The current UEFA executive committee has agreed to propose up to 55 member national federations and all European clubs will not play football in countries where women are prohibited from entering the stadium. UEFA does not specify which countries will be affected by this rule.
However, Iran has been the focus of attention since a female fan died after setting herself on fire to protest being punished for imprisonment for sneaking into the field to watch a football match. She disguised herself as a boy to go to football and killed herself because she was too scared to be discovered.

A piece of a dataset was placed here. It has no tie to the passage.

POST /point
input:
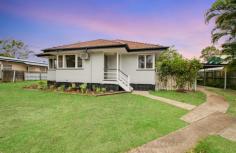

Iran women cannot watch football since the 1979 Islamic revolution. In 2001, only 20 Muslim women were allowed to go to the 2002 World Cup qualifying matches. FIFA said it was assured by the Iranian authorities that the match in the second round of the 2020 World Cup against Cambodia in Tehran on October 10 will be open for women to watch.
UEFA president Aleksander Ceferin said his organization has no right to punish European teams that will compete in countries that do not allow women to watch matches without restrictions. However, he stressed that UEFA strongly supports teams not playing in those countries.
Reuters quoted the Slovenian president adding that they could not punish any team if they played football (in the countries mentioned) because it was outside their jurisdiction. That does not mean they will be silent and unable to do anything. UEFA’s advice to all 55 federations and all clubs is that they will not play in those countries or with teams from countries where women’s basic rights are not respected. Club and league representatives agree with UEFA.